You are a professional robber planning to rob houses along a street. Each house has a certain amount of money stashed, the only constraint stopping you from robbing each of them is that adjacent houses have security systems connected and it will automatically contact the police if two adjacent houses were broken into on the same night.

Given a list of non-negative integers representing the amount of money of each house, determine the maximum amount of money you can rob tonight without alerting the police.

Example 1:

Input: nums = [1,2,3,1] Output: 4 Explanation: Rob house 1 (money = 1) and then rob house 3 (money = 3). Total amount you can rob = 1 + 3 = 4.

Example 2:

Input: nums = [2,7,9,3,1] Output: 12 Explanation: Rob house 1 (money = 2), rob house 3 (money = 9) and rob house 5 (money = 1). Total amount you can rob = 2 + 9 + 1 = 12.

Steps and Explanation

This problem can be solved using dynamic programming.
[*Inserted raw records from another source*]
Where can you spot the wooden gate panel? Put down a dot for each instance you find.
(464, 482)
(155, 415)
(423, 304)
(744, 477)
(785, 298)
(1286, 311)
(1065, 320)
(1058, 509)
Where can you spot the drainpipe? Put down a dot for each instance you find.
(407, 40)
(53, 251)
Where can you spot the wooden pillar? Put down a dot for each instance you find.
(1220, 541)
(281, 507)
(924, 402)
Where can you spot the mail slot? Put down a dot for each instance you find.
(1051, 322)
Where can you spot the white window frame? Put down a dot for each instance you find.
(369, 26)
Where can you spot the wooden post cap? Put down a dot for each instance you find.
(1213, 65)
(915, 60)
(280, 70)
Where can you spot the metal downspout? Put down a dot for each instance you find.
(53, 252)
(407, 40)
The core idea is that the maximum amount of money you can rob at a given house depends only on the maximum amount you could rob at the previous two houses.
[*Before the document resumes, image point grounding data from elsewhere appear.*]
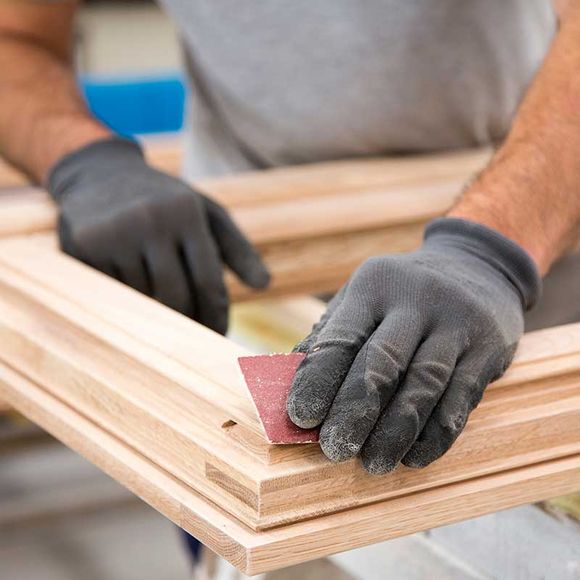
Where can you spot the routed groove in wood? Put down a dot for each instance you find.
(255, 552)
(166, 386)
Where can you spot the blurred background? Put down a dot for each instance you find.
(62, 519)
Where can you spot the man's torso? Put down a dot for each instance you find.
(279, 83)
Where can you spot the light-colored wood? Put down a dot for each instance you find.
(167, 386)
(313, 224)
(256, 552)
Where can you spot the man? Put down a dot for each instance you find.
(407, 347)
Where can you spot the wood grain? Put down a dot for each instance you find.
(256, 552)
(170, 389)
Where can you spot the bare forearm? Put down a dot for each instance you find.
(531, 190)
(42, 115)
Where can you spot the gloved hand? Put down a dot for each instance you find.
(151, 231)
(405, 350)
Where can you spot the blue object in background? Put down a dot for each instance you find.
(137, 105)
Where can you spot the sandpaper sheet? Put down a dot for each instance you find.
(269, 378)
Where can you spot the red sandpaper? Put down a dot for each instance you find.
(269, 378)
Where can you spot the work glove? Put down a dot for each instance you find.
(405, 350)
(150, 230)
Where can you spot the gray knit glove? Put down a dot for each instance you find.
(405, 350)
(150, 230)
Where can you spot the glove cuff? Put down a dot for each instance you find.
(100, 156)
(507, 257)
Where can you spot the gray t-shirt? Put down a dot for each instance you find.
(281, 82)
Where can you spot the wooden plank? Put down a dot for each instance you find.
(167, 386)
(256, 552)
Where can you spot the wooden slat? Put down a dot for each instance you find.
(164, 153)
(313, 224)
(166, 385)
(256, 552)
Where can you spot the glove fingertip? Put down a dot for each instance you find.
(303, 408)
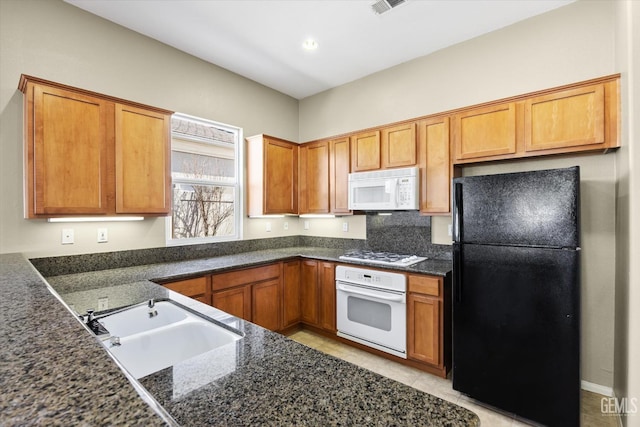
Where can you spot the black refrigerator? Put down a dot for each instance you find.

Let dp[i] represent the maximum amount of money you can rob up to house i (including house i). Then:

  • dp[0] = nums[0] (If there's only one house, you rob it)
  • dp[1] = max(nums[0], nums[1]) (If there are two houses, you rob the one with more money)
  • dp[i] = max(dp[i-1], dp[i-2] + nums[i]) for i >= 2. This means you either rob house i (adding its value to the maximum you could rob from houses up to i-2) or you don't rob house i (and take the maximum from houses up to i-1).
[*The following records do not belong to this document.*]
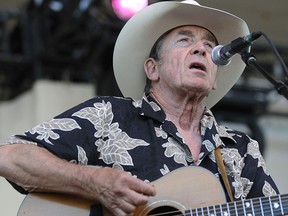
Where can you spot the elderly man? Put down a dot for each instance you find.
(128, 142)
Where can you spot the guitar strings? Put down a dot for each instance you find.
(249, 207)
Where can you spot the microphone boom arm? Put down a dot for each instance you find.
(250, 60)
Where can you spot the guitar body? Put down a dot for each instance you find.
(182, 189)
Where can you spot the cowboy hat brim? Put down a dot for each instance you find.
(139, 34)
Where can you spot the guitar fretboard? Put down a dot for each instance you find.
(268, 206)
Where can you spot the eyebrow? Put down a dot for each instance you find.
(208, 35)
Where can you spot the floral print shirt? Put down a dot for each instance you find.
(137, 137)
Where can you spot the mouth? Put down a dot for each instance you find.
(198, 66)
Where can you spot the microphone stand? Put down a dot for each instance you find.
(250, 60)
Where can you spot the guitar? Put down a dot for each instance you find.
(185, 191)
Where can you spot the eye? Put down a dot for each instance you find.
(185, 41)
(209, 45)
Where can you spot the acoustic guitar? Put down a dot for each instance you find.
(189, 191)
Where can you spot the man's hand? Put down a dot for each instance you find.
(120, 192)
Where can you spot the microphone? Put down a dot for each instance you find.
(221, 55)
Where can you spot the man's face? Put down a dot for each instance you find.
(185, 63)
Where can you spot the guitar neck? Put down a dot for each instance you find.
(274, 206)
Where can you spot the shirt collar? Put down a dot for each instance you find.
(151, 109)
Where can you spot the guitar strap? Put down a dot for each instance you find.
(223, 172)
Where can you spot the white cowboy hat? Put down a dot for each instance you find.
(139, 34)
We iterate through the nums array, calculating dp[i] at each step. The final result will be dp[n-1], where n is the number of houses.

Code (Java)

class Solution {
    public int rob(int[] nums) {
        int n = nums.length;
        if (n == 0) return 0;
        if (n == 1) return nums[0];

        int[] dp = new int[n];
        dp[0] = nums[0];
        dp[1] = Math.max(nums[0], nums[1]);

        for (int i = 2; i < n; i++) {
            dp[i] = Math.max(dp[i - 1], dp[i - 2] + nums[i]);
        }

        return dp[n - 1];
    }
}

Complexity

  • Time Complexity: O(n), where n is the number of houses. We iterate through the array once.
  • Space Complexity: O(n), where n is the number of houses. We use a dp array of size n. This can be optimized to O(1) by only storing the previous two maximum values instead of the entire array. (See Optimized Code below)

Optimized Code (Java) - O(1) Space

class Solution {
    public int rob(int[] nums) {
        int n = nums.length;
        if (n == 0) return 0;
        if (n == 1) return nums[0];

        int prev1 = nums[0];
        int prev2 = Math.max(nums[0], nums[1]);

        for (int i = 2; i < n; i++) {
            int current = Math.max(prev2, prev1 + nums[i]);
            prev1 = prev2;
            prev2 = current;
        }

        return prev2;
    }
}

This optimized version achieves the same result with constant space complexity by only tracking the two previous maximum values.